We’re supposed to be wowed at the brilliance of these professionals, who spent hours mugging for the cameras they invited into their boardroom because they think the American voters give a rat’s ass about what they think. And with all their brilliance and well-publicized rumination over this important endorsement, they couldn’t even decide on a single candidate to endorse!

They Gray Lady was too busy looking at herself in the mirror to choose only one candidate, endorsing both Senator Amy Klobuchar of Minnesota and Senator Elizabeth Warren of Massachusetts.

“In a break with convention, the editorial board has chosen to endorse two separate Democratic candidates for president,” the Times tells us in its blacked-out opinion page heading made somber for this special occasion.

The Times should have done the extra work and picked one of the candidates.
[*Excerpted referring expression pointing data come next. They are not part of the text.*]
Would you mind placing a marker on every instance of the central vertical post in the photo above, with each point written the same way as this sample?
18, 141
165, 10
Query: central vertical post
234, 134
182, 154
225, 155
They did do voters a service by giving Senator Klobuchar recognition; her campaign has so far failed to attract support that her accomplishments merit. And the Times is right to credit Warren with being policy-focused and experienced in multiple levels of Washington leadership.

Both Senators Klobuchar and Warren are serious candidates with real ideas and qualifications. The Times insults both with its overwrought half-endorsement that will serve to alienate them from the voters the need to reach most.

New York, like the rest of the country, is in for a long slog through a partisan election year. We can do without the self-congratulatory fluff the Times has subjected us to.